86 per cent of the large organisations that responded said they were seeing cost and operations efficiencies from information technology investments.
84 per cent said they were seeing improvements in data quality from their information technology investments.
84 per cent said they were seeing improvements in deal transaction cycle times from their information technology investments.
And 81 per cent said they had been able to improve their portfolio visibility by investing in information technology.
58 per cent says they are now using technology to help them make money, not just to save money.
Yet some fail to see the potential of major new technologies
However, some operators still seem to remain in the dark as to the potential of some cutting-edge technologies.
The report states, “The survey results also indicate, however, that CRE executives do not fully recognize the potential for some new technologies to have game-changing industry effects.
When presented with six rapidly emerging disruptive technologies… a minority of survey respondents recognized them as having the potential for significant disruptive impact.”
The results were startling, with some alarmingly high numbers believing technologies like artificial intelligence and blockchain will have “little to no impact”.
- 38 per cent said artificial intelligence and machine intelligence will have little to no impact on how CRE business is conducted.
- 42 per cent said Big Data and Predictive Analytics will have little to no impact on CRE.
- 55 per cent said augmented and virtual reality will have little to no impact.
- And 62 per cent said blockchain technology will have little to no impact on the CRE business.
“Experts in these fields have warned of the disruptive impact that these technologies can and have already made on other industries.
“While most CRE executives do not currently see these emerging technologies as having disruptive potential, these new innovations and the companies that are creating them have arrived and are rapidly gaining the attention of those in the industry who are closely assessing its impact and how it can be turned into opportunity.”

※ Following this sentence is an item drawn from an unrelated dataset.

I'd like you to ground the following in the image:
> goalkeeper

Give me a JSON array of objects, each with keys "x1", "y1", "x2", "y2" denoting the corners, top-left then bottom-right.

“Acting now will be critical…”
With a recent report by AT Kearney and The University of Melbourne – ‘The Untapped Value of Analytics’ – showing that organisations that use data successfully in their businesses make 60 per cent more profits than those who are slow to uptake new technologies, the Altus Group numbers appear to paint a concerning picture.
Though many CRE businesses recognise the importance of utilising new technologies to their full advantage, many are ignoring the fact that technology will also create fundamental and transformative changes to the way the industry operates.
“Acting now will be critical to ensuring an organization’s ability to be competitive in the future,” the report concludes.